# All Slavic languages: Titles on the spines of books



## Lev Yakupov

Hello there!

Today is a my turn to put a question here 

Not far ago, I read this article in which state's that in western europe all books bindings printed from top to bottom, while in russia in other way. Example:





(img from http://www.artlebedev.ru/)

So I've a question: In which way title's are usually printed in your countries


----------



## Jana337

An intriguing topic, Lev! 

We use the bottom-top system, like in Russia. But I don't think it is a Slavic peculiarity. I did some googling: Wiki has an article and one of the external links took me - would you believe? - to an old thread in our forum. 

Jana


----------



## Tekeli-li! Tekeli-li!

Interesting. I glanced at my bookshelf and virtually all the books have titles on spines running bottom-to-top, save a few which are printed in horizontal lines running from top to bottom*), and exactly ONE which has a top-to-bottom orientation - which is also the only English book there, an abridged version of Hailey's "Airport" for intermediate English learners that I won in an English language contest in high school. 

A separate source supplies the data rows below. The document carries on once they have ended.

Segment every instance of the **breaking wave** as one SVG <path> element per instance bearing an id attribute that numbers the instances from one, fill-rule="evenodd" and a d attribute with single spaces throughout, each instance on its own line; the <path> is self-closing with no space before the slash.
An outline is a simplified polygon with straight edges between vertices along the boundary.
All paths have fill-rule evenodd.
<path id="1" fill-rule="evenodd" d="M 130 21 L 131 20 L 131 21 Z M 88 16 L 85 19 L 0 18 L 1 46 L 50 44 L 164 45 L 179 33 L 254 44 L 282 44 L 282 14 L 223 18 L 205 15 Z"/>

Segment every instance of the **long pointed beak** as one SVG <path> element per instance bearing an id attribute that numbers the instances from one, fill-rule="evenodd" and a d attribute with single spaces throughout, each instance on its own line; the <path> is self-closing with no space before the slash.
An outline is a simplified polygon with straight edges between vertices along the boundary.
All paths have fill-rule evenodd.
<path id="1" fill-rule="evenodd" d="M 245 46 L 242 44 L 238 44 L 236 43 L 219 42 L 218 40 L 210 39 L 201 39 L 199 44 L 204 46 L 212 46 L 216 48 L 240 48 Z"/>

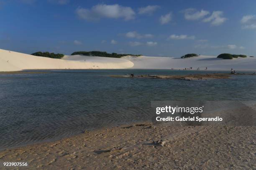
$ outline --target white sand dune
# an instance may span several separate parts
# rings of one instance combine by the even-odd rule
[[[124,69],[133,65],[132,62],[121,58],[74,55],[57,59],[0,49],[0,71],[28,69]]]
[[[201,55],[189,58],[125,56],[121,58],[79,55],[65,55],[61,59],[35,56],[0,49],[0,71],[28,69],[160,69],[256,70],[256,58],[223,60]]]
[[[125,56],[122,58],[132,62],[134,65],[132,68],[183,69],[192,67],[193,70],[200,68],[204,70],[256,70],[256,58],[238,58],[232,60],[217,58],[216,56],[200,55],[188,58],[169,57]]]

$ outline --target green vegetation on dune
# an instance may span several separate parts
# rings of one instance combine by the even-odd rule
[[[117,54],[114,52],[110,54],[108,53],[105,51],[77,51],[76,52],[74,52],[72,54],[71,54],[71,55],[83,55],[91,56],[110,57],[113,58],[120,58],[121,57],[125,56],[127,55],[132,55],[135,56],[139,56],[142,55],[138,55],[131,54]]]
[[[223,53],[220,54],[217,57],[217,58],[221,58],[225,60],[231,60],[233,58],[238,58],[238,57],[241,57],[242,58],[245,58],[247,56],[246,55],[243,55],[241,54],[230,54],[228,53]]]
[[[63,54],[54,54],[53,52],[50,53],[48,52],[41,52],[41,51],[33,53],[31,54],[33,55],[36,55],[40,57],[48,57],[52,58],[59,58],[60,59],[64,57],[64,55]]]
[[[197,54],[191,53],[191,54],[187,54],[185,55],[181,56],[180,58],[189,58],[190,57],[197,57],[199,55]]]
[[[247,56],[246,56],[246,55],[243,55],[242,54],[238,54],[238,55],[237,55],[237,54],[233,54],[232,55],[233,56],[233,57],[234,58],[238,58],[238,57],[241,57],[242,58],[246,58],[247,57]]]

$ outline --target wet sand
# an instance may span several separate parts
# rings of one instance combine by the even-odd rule
[[[229,78],[230,74],[213,73],[207,74],[190,74],[188,75],[139,75],[131,77],[128,75],[111,75],[114,78],[144,78],[152,79],[177,79],[185,80],[206,80]]]
[[[255,126],[168,125],[146,122],[85,131],[0,151],[0,162],[28,162],[19,169],[256,168]]]

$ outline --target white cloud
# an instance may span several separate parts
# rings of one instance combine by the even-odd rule
[[[205,22],[211,22],[211,24],[214,26],[218,26],[225,22],[228,19],[222,17],[223,12],[217,11],[213,11],[212,13],[208,18],[204,19],[203,21]]]
[[[165,15],[161,15],[159,19],[161,24],[167,24],[172,20],[172,12],[169,12]]]
[[[170,35],[169,39],[171,39],[173,40],[184,40],[184,39],[192,39],[194,40],[195,38],[195,36],[189,36],[187,35],[176,35],[173,34]]]
[[[228,48],[230,49],[235,49],[236,48],[236,45],[228,45]]]
[[[136,31],[130,31],[125,34],[125,35],[128,38],[152,38],[154,35],[151,34],[146,34],[141,35],[137,32]]]
[[[28,4],[32,4],[36,1],[36,0],[21,0],[20,1]]]
[[[197,44],[195,46],[196,48],[206,48],[209,47],[209,45],[207,44]]]
[[[130,44],[130,45],[133,47],[141,45],[143,45],[142,43],[138,42],[138,41],[131,42],[129,42],[129,44]]]
[[[156,45],[157,45],[157,42],[153,42],[152,41],[148,41],[147,42],[147,45],[149,46],[153,46]]]
[[[51,3],[58,3],[60,5],[67,4],[69,2],[69,0],[48,0]]]
[[[98,4],[91,9],[78,8],[76,12],[80,18],[87,20],[99,20],[102,18],[129,20],[134,19],[135,15],[135,12],[130,7],[118,4]]]
[[[78,41],[78,40],[74,40],[74,43],[76,45],[81,45],[82,43],[81,41]]]
[[[116,41],[115,40],[112,40],[110,41],[110,43],[112,44],[116,44],[117,43],[117,41]]]
[[[187,20],[197,20],[201,19],[210,13],[209,11],[203,10],[197,11],[194,8],[189,8],[184,10],[184,17]]]
[[[146,7],[138,9],[138,13],[140,14],[151,15],[157,9],[160,8],[159,5],[148,5]]]
[[[244,29],[256,29],[256,15],[248,15],[243,17],[241,23]]]
[[[200,42],[207,42],[208,41],[208,40],[198,40],[197,41]]]

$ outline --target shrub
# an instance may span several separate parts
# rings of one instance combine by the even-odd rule
[[[131,54],[117,54],[115,52],[113,52],[111,54],[108,53],[105,51],[77,51],[74,52],[71,54],[71,55],[83,55],[91,56],[98,56],[98,57],[110,57],[113,58],[120,58],[121,57],[125,56],[127,55],[132,55],[139,56],[141,55],[133,55]]]
[[[185,55],[183,55],[181,56],[180,58],[189,58],[190,57],[197,57],[199,55],[197,54],[191,53],[191,54],[187,54]]]
[[[32,53],[31,55],[36,55],[36,56],[48,57],[49,58],[52,58],[60,59],[64,57],[64,55],[63,54],[54,54],[53,52],[50,53],[48,52],[42,52],[41,51],[39,51]]]
[[[241,57],[243,58],[245,58],[247,57],[246,55],[242,55],[241,54],[230,54],[228,53],[223,53],[221,54],[218,55],[217,58],[222,58],[223,59],[233,59],[233,58],[238,58],[238,57]]]
[[[223,53],[220,54],[218,55],[217,58],[221,58],[226,60],[230,60],[233,59],[233,56],[230,54]]]

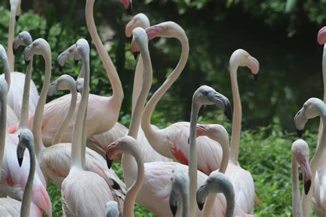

*) Like so (the books are all facing to the right):




Forgive the cell phone photo crappage.

Anyway, to sort-of-exhume the old thread, I don't quite get the notion that some titles are "upside down" - they're perpendicular, as are the ones you deem "right". Which way is easier to read is just a matter of what you're used to. For me, it's the English titles that are "upside down".


----------



## Tchesko

Tekeli-li! Tekeli-li! said:
			
		

> Anyway, to sort-of-exhume the old thread, I don't quite get the notion that some titles are "upside down" - they're perpendicular, as are the ones you deem "right". Which way is easier to read is just a matter of what you're used to. For me, it's the English titles that are "upside down".


 
Exactly!

Btw, you might find the following easier to read without breaking your neck so much...
 

Roman


----------



## skye

I know I've seen both on my book shelves, but I didn't go and check. Will do it later.


----------



## clapec

That's very interesting!

Italy: from top to bottom


----------



## Lev Yakupov

Good day,

Many thanks to everybody for your responses, that's very intresting!

I'm just find out some exceptions of our book-binding-customs on my book shelf  Look at this, one english title written from bottom-to-top and some russian titles, which has another direction.


----------



## MindStorm

hmm, that ASM book looks familiar to me.. Лев, блин, у тебя лежит академия в оригинале, а ты молчишь! Подлец! =))


----------



## Tobycek

On my bookshelf, it's easy to distinguish. All the American or English books have top-to-bottom writing, but all the ones from Europe (Western, Central or Eastern) have bottom-to-top writing.
Wiki says:
*In the United States and England, titles are written top-to-bottom; when placed face-up, the title is correctly oriented left-to-right.*
*In many European countries, the general convention is to write titles bottom-to-top on the spine. (But spines of books in Dutch are almost always written top-to-bottom; in Spain every publisher has his own preference.) This is unusual, in that no writing system goes bottom-to-top, and requires that the book be placed face-down for the title on the spine to be right-side up. However, it results in multivolume works being shelved (correctly) left-to-right.*

I guess these are just publishing conventions going back a long way in history - a bit like driving on the right (wrong?) side of the road!  
T.


----------



## natasha2000

I have never thought about that.. Now that you've mentioned, I looked the library I have in my office.... 

From the bottom to the top - Spanish and French books
From the top to the bottom - English, American, Italian and Serbian books...

How strange... I really never paid attention to this detail...


----------